According to Europol, more than 5,000 European passport holders have left to fight for Daesh in Middle East. They have no need to pose as ‘refugees’ if they wish to return. The problem in tracking these people is that there are still significant gaps in the information being fed to Europol. Even knowing that the number of 5,000 is accurate, Europol's database includes the names of 2,956 foreign fighters (in April 2016).

European intelligence and emergency communities have to expect as a raise of lone wolf incidents, as well as well-organised large-scale attacks. Knowing that ISIS is adept in using car bombing techniques, it may be expected that homegrown jihadis may pack cars full of explosives and detonate them in public places to cause civilian casualties on a massive scale.

There is a serious concern that chemical weapons might be used as well.

Meanwhile, Daesh may use some new for Europe (but not new for Middle East) modus operandi. There is a heightened risk terrorists using children and teenagers as perpetrators (see the author’s article in the next CRJ, published December 2017).

Gilles de Kerchove is relatively pessimistic about the EU’s capacity to deal with all returnees: "We will have to handle a high number and a diversity of profiles: people who have worked on the frontline as fighters, people who have worked in the back office, but also wives of fighters and children.
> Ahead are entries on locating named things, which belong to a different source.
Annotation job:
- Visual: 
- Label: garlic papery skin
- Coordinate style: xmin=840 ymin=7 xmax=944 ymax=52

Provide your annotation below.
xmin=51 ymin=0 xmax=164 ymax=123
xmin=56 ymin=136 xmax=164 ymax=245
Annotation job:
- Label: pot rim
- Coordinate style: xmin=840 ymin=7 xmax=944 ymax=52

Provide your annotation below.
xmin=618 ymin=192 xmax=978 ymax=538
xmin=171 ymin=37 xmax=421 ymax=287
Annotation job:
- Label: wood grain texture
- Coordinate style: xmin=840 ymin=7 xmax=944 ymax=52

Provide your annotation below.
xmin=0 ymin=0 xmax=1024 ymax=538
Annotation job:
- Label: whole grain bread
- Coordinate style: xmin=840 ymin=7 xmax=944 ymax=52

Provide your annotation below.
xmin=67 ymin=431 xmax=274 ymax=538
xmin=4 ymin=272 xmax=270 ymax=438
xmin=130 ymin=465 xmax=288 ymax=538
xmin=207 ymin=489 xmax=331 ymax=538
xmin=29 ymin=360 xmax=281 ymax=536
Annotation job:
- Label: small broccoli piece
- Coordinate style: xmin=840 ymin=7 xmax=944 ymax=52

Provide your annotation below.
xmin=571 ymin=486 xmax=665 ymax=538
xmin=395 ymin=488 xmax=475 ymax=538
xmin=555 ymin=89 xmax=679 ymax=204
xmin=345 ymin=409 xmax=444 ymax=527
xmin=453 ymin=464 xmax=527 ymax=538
We know more than 500 children were born there."

USA FBI Director James Comey shares the fears of European collegueas: "The so-called caliphate will be crushed. The challenge will be that through the fingers of that crush are going to come hundreds of very, very dangerous people. They will not all die on the battlefield in Syria and Iraq. There will be a terrorist diaspora sometime in the next two to five years like we've never seen before."

As far as the quantifiable nature of the threat, Comey has in the past drawn a comparison between ISIS forces and radicalised Al-Qaeda militants in the 1980s and 1990s. Last July at a cybersecurity conferemce he said: "This is 10 times that or more.This is an order of magnitude greater than anything we’ve seen before."